Young Clinton man beats cancer, twice, and gives back

The tumor on the base of his spine was the size of grapefruit. But it took time to convince doctors that something was very wrong.

Clinton resident Aaron Dworkin stands on a California beach more than two years after having been diagnosed with cancer

The tumor on the base of his spine was the size of grapefruit.

But it took time to convince doctors that something was very wrong.

Three years later, 29-year-old Clinton resident Aaron Dworkin is celebrating life; the one he still has after suffering two unrelated forms of cancer and beating them both.

At age 26, after having complained of severe lower back pain and after doctors told him he was probably sore from working in the construction industry, Dworkin finally got an answer.

A magnetic resonance image identified the large tumor on Dworkin’s sacrum as an extremely rare malignant peripheral nerve sheath tumor.

The tumor was growing out of a nerve and over the bone of his spinal column and after it was cut out and radiated, Dworkin was left with no strength in his left leg.

“I was supposed to be paralyzed,” he said.

“The surgeon told my mother and me that I was very lucky to be walking again.”

Finally finishing the six weeks of radiation, Dworkin moved with his wife and children from the San Francisco Bay Area to Whidbey Island to be closer to his mom and aunts.

Three days after leaving California, doctors told him his most recent X-ray had revealed thyroid cancer, a cancer also rare in young men.

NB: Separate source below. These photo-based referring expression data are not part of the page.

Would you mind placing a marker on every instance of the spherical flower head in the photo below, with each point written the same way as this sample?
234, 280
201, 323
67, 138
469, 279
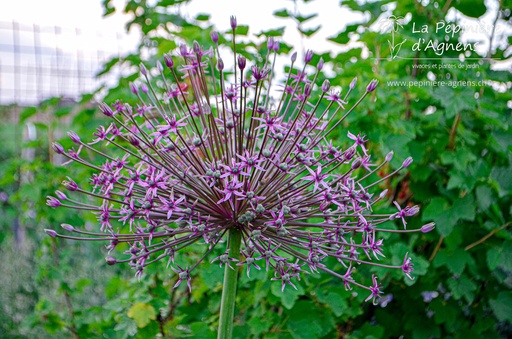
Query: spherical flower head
223, 158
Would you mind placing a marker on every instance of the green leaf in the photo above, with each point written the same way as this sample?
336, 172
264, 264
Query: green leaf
303, 19
289, 296
272, 32
27, 113
436, 206
471, 8
462, 287
502, 306
499, 256
456, 261
282, 13
302, 323
483, 197
203, 17
309, 32
501, 175
335, 299
455, 101
142, 314
342, 38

Dworkin underwent a second round of surgery to remove his thyroid, followed by radioactive iodine treatment which destroys thyroid cells and for which he had to be quarantined.

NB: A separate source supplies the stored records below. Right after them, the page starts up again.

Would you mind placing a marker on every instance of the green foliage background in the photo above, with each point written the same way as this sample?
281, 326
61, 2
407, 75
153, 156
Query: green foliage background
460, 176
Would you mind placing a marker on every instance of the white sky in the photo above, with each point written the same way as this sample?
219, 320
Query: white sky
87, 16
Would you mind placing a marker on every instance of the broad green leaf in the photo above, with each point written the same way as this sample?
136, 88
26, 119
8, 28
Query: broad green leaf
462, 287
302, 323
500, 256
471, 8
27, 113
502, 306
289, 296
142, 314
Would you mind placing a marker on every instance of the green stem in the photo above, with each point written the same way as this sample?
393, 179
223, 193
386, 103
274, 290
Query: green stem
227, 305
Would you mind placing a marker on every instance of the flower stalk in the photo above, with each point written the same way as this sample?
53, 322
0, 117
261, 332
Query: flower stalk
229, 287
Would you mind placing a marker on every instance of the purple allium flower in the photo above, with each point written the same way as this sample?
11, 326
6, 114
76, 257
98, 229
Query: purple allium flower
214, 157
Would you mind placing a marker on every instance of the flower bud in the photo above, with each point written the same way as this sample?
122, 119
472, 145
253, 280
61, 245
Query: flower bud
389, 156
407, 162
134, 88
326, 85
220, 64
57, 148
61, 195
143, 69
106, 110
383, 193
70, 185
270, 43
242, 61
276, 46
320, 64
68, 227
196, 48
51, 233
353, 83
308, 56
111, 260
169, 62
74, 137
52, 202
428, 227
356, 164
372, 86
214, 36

Except for the loss of strength in his left leg and having to take thyroid medicine, Dworkin said he feels good and he’s subsequently learned a few lessons.

“It was hard. My marriage fell apart and I have to be retrained in order to find a new career,” Dworkin said.

“But I push for what I need now.

I don’t guess anymore,” he added, referring to the doctors who didn’t believe his pain was as severe as it was.

He now makes the trip to Seattle Cancer Care Alliance for check-ups once per year.

Dworkin doesn’t look back and only wants to celebrate his new lease on life.

“I want to give back now,” he said.

In that spirit, Dworkin has embraced his new perspective and has organized an event to raise funds and awareness for cancer.

The Edgecliff in Langley will host a ladies night at 10 p.m. Friday,

Dec. 19, the anniversary of Dworkin’s first surgery.

With Dworkin providing his services as DJ, an activity he has happily embraced since his ordeal, the event will combine music and dancing, drink specials, finger foods and games with a special jewelry-raffle fundraiser.

Dworkin has donated a 1½-carat diamond platinum ring as the grand prize.

Second prize is a pair of white gold hoop earrings, and third prize is a massage donated by Body Kneads.

“I remember when I was going through everything, my guy friends were worrying about what bar they were going to hang out in,” Dworkin said.

“I was worrying about if I would be able to use my leg and be able to go to the bathroom on my own,” he said.

Dworkin said he was inspired by fellow cancer survivor and cycling champion Lance Armstrong’s book, “It’s Not About the Bike: My Journey Back to Life.”

He is working on his own book so that people can be inspired by the fact that even as a young man, cancer doesn’t have to ruin your life.

“Cancer has given me the perspective that life is too short; that you have to have fun while you can and give back to the world,” Dworkin said.

Twenty-five percent of raffle ticket sales will be donated to Susan G. Komen Breast Cancer Foundation.